Capítulo 8

Una vez que Antón salió de la mansión, ella se levantó a preparar su desayuno, puesto que el que tenía en la mesa estaba salado como para una vaca.

—¿No te han enseñado que la comida no se vota a la basura? —preguntó Gina con una sonrisa burlista. Alexa no dijo nada y continuó preparándose algo de comer. Al abrir la nevera, Gina sostuvo la puerta del refrigerador y le impidió abrirlo.

—¿Me puedes dar permiso? —pidió Alexa con mucha educación y sensibilidad.

—No lo haré. Acabas de botar tu desayuno y esperas sacar más del refri; no lo permitiré.

—¿Sabes que estaba salado? Nadie podría comerlo —replicó Alexa con debilidad.

—No me interesa. Tengo órdenes estrictas de no dejarte hacer lo que te dé la gana.
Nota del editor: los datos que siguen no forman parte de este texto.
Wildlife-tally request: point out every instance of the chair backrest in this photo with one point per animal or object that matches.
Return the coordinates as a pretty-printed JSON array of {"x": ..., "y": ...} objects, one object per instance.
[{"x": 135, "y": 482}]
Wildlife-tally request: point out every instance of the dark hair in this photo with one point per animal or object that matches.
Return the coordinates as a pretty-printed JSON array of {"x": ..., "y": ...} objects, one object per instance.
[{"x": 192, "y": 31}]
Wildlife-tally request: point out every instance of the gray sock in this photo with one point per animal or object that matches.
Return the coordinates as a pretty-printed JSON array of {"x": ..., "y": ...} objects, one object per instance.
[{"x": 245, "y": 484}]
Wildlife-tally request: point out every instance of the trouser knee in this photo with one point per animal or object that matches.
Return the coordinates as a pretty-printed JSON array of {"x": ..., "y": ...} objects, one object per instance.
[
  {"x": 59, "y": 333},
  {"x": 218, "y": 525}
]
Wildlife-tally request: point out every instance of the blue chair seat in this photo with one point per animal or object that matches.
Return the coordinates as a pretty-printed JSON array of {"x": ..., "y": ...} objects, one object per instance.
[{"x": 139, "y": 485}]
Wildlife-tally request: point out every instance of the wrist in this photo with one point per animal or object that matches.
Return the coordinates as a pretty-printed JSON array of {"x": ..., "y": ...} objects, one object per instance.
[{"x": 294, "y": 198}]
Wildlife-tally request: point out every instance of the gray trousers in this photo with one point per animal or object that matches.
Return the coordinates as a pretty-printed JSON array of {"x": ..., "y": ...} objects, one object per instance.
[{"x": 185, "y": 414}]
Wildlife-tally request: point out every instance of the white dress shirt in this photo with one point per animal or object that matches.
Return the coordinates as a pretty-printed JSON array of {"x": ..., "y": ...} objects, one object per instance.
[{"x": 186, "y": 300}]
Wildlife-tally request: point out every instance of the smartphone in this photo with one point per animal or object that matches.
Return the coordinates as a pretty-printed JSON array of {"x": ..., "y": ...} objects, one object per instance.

Mientras discutía con Gina, por qué en realidad tenía hambre, los pasos de alguien se escucharon.

—¿Qué está sucediendo? —preguntó Ana a la vez que acomodaba su cartera sobre el mostrador.

—Señorita Ana, el joven Antón no se encuentra.

—¿Y por eso abusas de su esposa? —gruñó Ana, muy enojada al ver a la empleada recostada sobre el refrigerador.

—Señorita Ana, usted no...

—Cállate, no seas igualada. Debes saber cuál es tu lugar en esta casa. Tú eres la empleada y ella su esposa —gruñó molesta.

—Sí, claro, y usted su amante —replicó Gina sonriente.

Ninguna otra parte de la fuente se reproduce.